10 Facts About the READ ACT (S. 623)


WASHINGTON, D.C. — In a global economy, it benefits everyone to ensure that all children have access to a quality education. When children are equipped with basic skills including reading, writing, science, and math, it creates a bright future for the world. The goal of the READ Act is to provide universal basic education and improve the quality of that education for all boys and girls. Here are 10 facts about the READ Act (S. 623):

  1. READ Act stands for Reinforcing Education Accountability in Development Act.
  2. The READ Act is sponsored by Sen. Marco Rubio (R-FL) and co-sponsored by Sen. Richard J. Durbin (D -IL), Sen. Christopher A. Coons (D-DE), Sen. Jeanne Shaheen (D-NH) and Sen. Shelley Moore Capito (R-WV).
  3. The U.S. House of Representatives passed the READ Act on January 24 — only 24 hours after it was introduced.
  4. The READ Act provides access to education for some of the 263 million children who are not in school or who do not have access to education because of war or political instability.
  5. The READ Act will help to develop and implement a strategy that provides improved educational opportunities.
  6. The act addresses barriers to school attendance and completion such as conflict and political instability.
  7. The act aims to help countries to strengthen the education systems increasing capacity and promoting long-term sustainability
  8. The act ensures that U.S. contributions are utilized more effectively and efficiently to achieve the greatest impact.
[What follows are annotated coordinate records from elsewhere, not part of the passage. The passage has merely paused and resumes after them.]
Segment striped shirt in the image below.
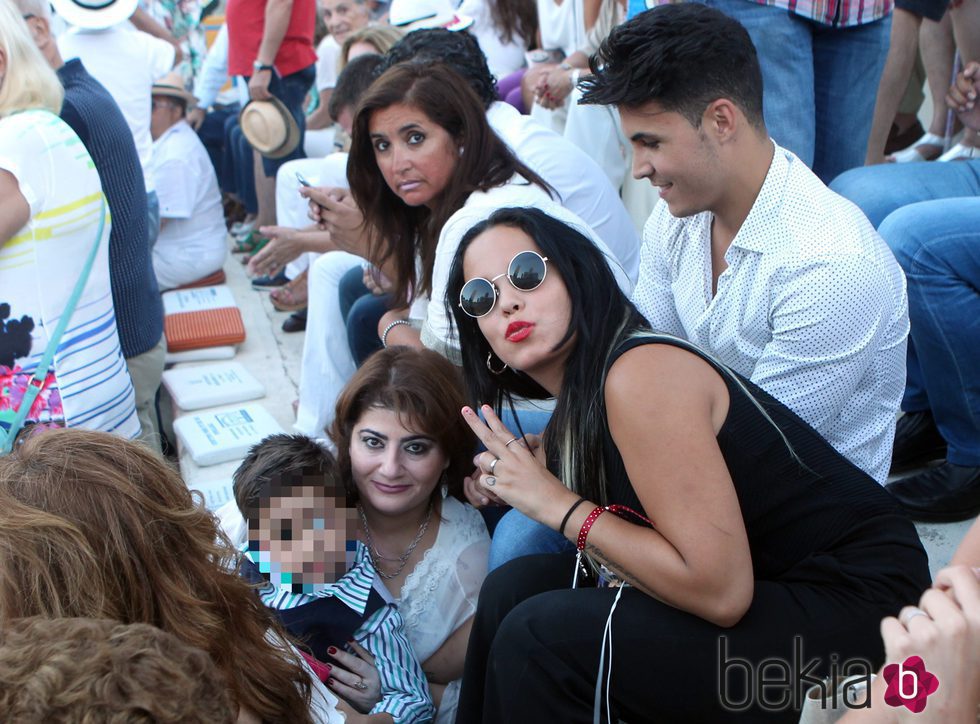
[646,0,895,28]
[0,110,140,438]
[243,542,435,724]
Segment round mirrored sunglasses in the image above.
[459,251,548,318]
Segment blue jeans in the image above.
[481,410,575,571]
[831,161,980,467]
[700,0,891,183]
[337,266,390,367]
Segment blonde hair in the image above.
[337,25,405,73]
[0,0,64,118]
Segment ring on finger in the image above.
[900,606,929,628]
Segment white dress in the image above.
[397,497,490,724]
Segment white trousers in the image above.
[295,251,367,439]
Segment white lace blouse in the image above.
[397,497,490,724]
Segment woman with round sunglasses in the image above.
[300,58,629,436]
[446,209,929,723]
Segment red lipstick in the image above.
[504,322,534,342]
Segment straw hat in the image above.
[388,0,473,33]
[51,0,139,30]
[238,97,300,158]
[152,70,197,110]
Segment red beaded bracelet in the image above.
[575,505,609,551]
[576,503,654,551]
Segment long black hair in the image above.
[446,208,649,503]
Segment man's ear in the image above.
[701,98,745,143]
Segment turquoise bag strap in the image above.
[0,195,106,455]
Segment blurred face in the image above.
[249,483,357,593]
[350,407,449,516]
[463,226,572,387]
[619,102,725,218]
[150,96,184,141]
[320,0,371,45]
[368,103,459,207]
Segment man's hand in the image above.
[248,226,306,276]
[248,70,272,101]
[946,60,980,131]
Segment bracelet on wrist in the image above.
[558,498,585,535]
[381,319,412,349]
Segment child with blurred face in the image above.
[234,435,434,721]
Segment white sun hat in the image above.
[388,0,473,33]
[51,0,139,30]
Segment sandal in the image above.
[936,143,980,162]
[269,270,309,312]
[231,230,269,264]
[886,133,945,163]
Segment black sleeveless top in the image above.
[603,336,930,603]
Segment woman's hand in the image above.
[299,186,368,258]
[881,566,980,724]
[463,405,578,530]
[327,641,381,714]
[248,226,305,276]
[364,265,392,297]
[946,61,980,131]
[534,65,575,110]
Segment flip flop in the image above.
[269,271,309,312]
[886,133,944,163]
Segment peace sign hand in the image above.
[463,405,577,530]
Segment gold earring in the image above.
[487,352,507,375]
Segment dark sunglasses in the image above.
[459,251,548,318]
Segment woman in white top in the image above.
[331,347,490,722]
[0,7,140,438]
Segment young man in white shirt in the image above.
[150,73,227,290]
[583,4,909,483]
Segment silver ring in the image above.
[902,608,929,628]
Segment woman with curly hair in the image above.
[0,429,336,723]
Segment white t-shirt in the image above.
[409,176,633,364]
[152,120,227,289]
[316,35,340,91]
[0,111,140,438]
[633,146,909,484]
[397,497,490,724]
[58,23,174,192]
[487,102,640,282]
[458,0,527,79]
Creates a structure that prioritizes and directs aid to those in the greatest need.
  9. The act creates the position of “Senior Coordinator” at USAID. The Senior Coordinator will be responsible for developing, implementing, and coordinating U.S. basic education programs.
  10. The act creates a framework that improves accountability and transparency of basic education programs so U.S. Congress and citizens can see how funds are used and how those funds are helping.

The benefits of education are clear. Still, more needs to be done to ensure that girls and boys living in areas affected by war and political instability receive a quality education. These 10 facts about the READ Act show a few of the strategies the U.S. is trying to implement to make sure universal education is a reality for all children.